Luckily we’ve carved a niche and have developed a following that brings in the foodies that enjoy this “front row” sort of engagement. I’ve always had a problem with restaurants that take the extra step to shield the kitchen from the public. Whether it be paper that’s taped on the window that would normally shed view to the kitchen, or a sign that says “EMPLOYEES ONLY!!”.
It’s only my opinion and everyone’s entitled to one. I really enjoy reading all the feedback though. Thanks for taking time out to write. Your comments allow us an inside view of what’s on the mind of potential patrons. Information that’s more valuable than you can imagine, especially in this economy.
Anthony
Umm... you lost me there. Which part of Coleman's piece on the Batali/Bastianich venture in Port Chester sounded all dissy and snarky to you?
To me it reads as a super review of a good local restaurant for a national magazine's blog, contextualized in the notion of city chefs moving north. By one of the top food writers in the world. Who, by the way, would be the last authority on earth you could accuse of being nose-in-the-air about food.
I think you misread the "ethnic" thing. And he's merely quoting the waiter about declassifying the guinea hen.
Anyway, thanks for pointing out Andrews' review. I'll go get in line at Tarry Lodge.
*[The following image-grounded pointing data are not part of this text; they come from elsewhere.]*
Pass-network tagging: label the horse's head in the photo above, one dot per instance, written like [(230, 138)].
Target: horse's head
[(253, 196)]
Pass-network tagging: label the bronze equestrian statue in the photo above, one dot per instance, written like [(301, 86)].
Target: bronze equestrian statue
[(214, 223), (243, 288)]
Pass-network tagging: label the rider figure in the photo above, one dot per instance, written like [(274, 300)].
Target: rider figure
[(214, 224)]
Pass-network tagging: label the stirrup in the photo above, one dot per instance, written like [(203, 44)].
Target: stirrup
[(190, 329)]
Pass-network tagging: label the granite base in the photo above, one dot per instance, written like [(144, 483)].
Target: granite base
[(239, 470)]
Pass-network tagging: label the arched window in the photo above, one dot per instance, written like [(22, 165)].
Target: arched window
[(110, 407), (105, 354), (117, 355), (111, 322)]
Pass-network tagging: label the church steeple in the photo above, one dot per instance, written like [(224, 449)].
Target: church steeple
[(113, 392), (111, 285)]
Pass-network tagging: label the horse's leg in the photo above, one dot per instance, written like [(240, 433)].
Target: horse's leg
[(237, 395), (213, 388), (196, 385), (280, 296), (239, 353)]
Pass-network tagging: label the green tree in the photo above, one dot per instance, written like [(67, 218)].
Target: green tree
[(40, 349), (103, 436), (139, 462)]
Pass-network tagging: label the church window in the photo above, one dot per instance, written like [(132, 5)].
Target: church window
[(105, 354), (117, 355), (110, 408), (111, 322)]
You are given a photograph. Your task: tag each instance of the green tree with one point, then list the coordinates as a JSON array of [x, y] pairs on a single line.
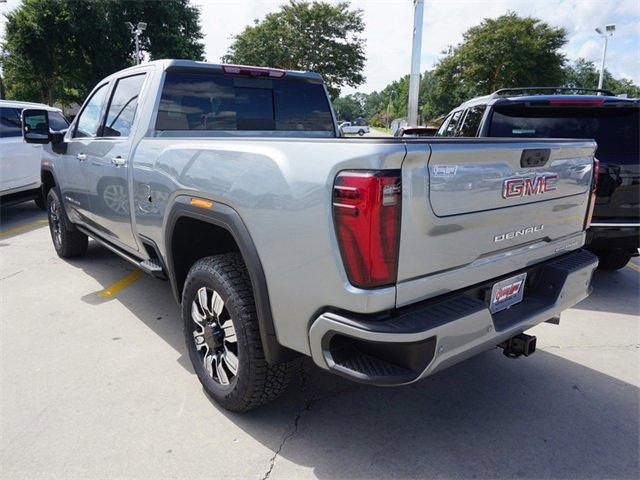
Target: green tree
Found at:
[[304, 35], [57, 51], [583, 73], [509, 51]]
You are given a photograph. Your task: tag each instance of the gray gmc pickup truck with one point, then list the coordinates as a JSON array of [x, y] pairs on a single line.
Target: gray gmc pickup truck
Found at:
[[383, 259]]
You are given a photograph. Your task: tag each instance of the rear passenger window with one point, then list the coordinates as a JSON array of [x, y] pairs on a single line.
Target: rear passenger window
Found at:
[[10, 125], [471, 122], [450, 129], [57, 122], [123, 105], [211, 101]]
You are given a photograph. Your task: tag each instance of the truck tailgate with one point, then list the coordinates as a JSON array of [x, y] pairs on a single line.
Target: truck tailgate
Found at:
[[472, 202]]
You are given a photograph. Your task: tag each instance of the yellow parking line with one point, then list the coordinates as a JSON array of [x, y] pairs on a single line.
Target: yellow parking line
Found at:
[[22, 228], [634, 266], [113, 289]]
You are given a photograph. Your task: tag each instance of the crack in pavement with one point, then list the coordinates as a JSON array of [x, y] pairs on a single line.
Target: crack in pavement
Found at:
[[309, 402]]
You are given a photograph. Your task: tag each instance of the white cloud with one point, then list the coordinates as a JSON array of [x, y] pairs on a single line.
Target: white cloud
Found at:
[[389, 26], [590, 50]]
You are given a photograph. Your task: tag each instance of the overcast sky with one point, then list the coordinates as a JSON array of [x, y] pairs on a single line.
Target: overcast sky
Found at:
[[389, 25]]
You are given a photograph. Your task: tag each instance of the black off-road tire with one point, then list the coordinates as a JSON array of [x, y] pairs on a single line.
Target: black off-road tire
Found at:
[[255, 382], [68, 241], [613, 259]]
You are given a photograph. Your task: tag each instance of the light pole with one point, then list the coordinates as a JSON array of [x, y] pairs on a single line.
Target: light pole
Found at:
[[136, 31], [416, 49], [609, 29]]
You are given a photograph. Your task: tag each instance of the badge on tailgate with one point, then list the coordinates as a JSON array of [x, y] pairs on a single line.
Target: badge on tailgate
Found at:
[[507, 293]]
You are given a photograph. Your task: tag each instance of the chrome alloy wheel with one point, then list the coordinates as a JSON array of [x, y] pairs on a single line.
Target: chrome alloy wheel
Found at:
[[55, 222], [214, 336]]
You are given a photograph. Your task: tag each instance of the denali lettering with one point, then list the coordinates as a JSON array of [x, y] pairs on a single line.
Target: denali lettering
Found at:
[[526, 186], [517, 233]]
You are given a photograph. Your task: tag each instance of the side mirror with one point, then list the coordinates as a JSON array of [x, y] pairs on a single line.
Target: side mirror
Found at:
[[35, 126]]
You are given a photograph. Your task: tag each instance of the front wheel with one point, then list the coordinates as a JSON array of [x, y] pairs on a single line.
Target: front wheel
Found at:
[[41, 201], [222, 335], [68, 241]]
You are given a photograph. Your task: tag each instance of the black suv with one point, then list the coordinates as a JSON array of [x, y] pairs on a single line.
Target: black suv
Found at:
[[550, 112]]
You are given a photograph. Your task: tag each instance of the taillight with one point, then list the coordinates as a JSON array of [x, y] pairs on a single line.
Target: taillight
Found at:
[[366, 212], [592, 195]]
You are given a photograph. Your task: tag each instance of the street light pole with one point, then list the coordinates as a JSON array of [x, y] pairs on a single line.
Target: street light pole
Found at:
[[136, 31], [414, 79], [609, 29]]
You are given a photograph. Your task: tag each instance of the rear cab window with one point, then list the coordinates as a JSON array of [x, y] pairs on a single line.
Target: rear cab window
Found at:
[[10, 124], [615, 128], [211, 101], [471, 123]]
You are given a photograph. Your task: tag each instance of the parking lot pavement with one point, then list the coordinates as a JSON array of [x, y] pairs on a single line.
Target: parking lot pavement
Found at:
[[95, 382]]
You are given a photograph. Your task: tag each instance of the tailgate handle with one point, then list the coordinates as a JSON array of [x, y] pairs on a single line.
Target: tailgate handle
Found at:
[[534, 157]]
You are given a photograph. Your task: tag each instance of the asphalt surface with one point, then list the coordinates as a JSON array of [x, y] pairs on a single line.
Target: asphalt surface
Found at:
[[95, 382]]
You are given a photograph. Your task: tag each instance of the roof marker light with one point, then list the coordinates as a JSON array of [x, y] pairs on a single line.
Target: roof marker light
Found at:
[[253, 71]]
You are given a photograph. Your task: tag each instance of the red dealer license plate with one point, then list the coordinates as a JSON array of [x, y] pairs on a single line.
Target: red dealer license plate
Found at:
[[507, 293]]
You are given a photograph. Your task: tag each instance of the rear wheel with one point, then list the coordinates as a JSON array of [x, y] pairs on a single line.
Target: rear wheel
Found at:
[[222, 335], [67, 240], [613, 259]]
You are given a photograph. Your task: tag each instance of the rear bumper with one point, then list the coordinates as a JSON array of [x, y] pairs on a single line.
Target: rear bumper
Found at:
[[623, 235], [405, 345]]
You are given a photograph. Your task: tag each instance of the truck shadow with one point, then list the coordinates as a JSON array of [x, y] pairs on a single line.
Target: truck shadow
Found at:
[[491, 417], [543, 417]]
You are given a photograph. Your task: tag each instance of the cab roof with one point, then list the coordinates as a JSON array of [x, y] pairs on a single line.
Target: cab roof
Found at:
[[18, 104], [176, 64]]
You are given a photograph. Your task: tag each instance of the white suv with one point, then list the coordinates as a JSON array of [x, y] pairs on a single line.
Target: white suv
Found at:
[[19, 161]]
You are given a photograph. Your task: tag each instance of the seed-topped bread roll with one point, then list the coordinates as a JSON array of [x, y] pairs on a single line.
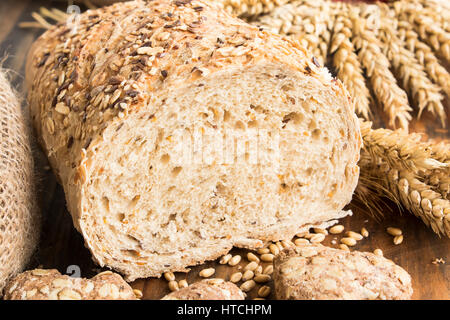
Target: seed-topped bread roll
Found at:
[[49, 284], [316, 272], [208, 289], [150, 114]]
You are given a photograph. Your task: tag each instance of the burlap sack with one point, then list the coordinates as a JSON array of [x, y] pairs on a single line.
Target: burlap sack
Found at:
[[19, 218]]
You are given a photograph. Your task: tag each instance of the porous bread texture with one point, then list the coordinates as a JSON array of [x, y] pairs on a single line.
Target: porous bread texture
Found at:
[[19, 214], [49, 284], [112, 101], [208, 289], [316, 272]]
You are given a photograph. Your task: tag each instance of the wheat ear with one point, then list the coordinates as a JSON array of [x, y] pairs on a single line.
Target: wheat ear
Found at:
[[304, 21], [393, 99], [439, 11], [425, 93], [425, 56], [397, 165], [425, 26], [347, 65]]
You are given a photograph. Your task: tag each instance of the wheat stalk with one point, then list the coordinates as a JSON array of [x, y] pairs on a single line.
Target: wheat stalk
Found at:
[[398, 166], [425, 93], [428, 30], [304, 20], [393, 99], [439, 11], [347, 64], [425, 56]]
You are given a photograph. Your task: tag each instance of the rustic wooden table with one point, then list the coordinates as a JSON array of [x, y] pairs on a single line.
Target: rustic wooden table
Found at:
[[61, 246]]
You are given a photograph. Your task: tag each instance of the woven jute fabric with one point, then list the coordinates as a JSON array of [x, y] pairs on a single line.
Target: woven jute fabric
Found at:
[[19, 214]]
While Andrews's piece is positive toward the restaurant, which absolutely deserves the shout-out in Gourmet, it's much less flattering to Port Chester. I find the shackling quotation marks around the word ethnic offensive here. Is "ethnic" a euphemism for Latino, just as "urban" is a euphemism for African American? Why "ethnic" restaurants and not ethnic restaurants? There's a difference. Also, as i pointed out--this is a very poorly trained waitress. To suggest that guinea hen was too arcane an ingredient for diners Port Chester-- while ingredients like farro, treviso and fregula pop up elsewhere on the menu--seems lazy on her part. And as hackneyed as a Polish joke. And probably not even the reason for the nomenclature change(es)at all. (BTW--now the dish is "pollo al Mattone".) I suspect the real reason for the shift is that that this dish is the chicken option on the menu, aimed at those compulsive, unadventurous chicken eaters, who live in Manhattan as well as in Greenwich, Rye, and even Port Chester. There's a veggie option at Tarry Lodge, too. Chicken menu anchors are geared toward the folks (whatever their area code), who are looking for a pale, white, mild, lower-fat protein option and they don't really like fish. Sadly--these diners are out there, and in pretty high numbers, too. The white meat eaters might be put off by the phrase guinea hen--which might sound gamy or unfamiliar to them--so why not call it chicken? And as I say, these folks live in Manhattan, too. There's a chicken dish at Del Posto.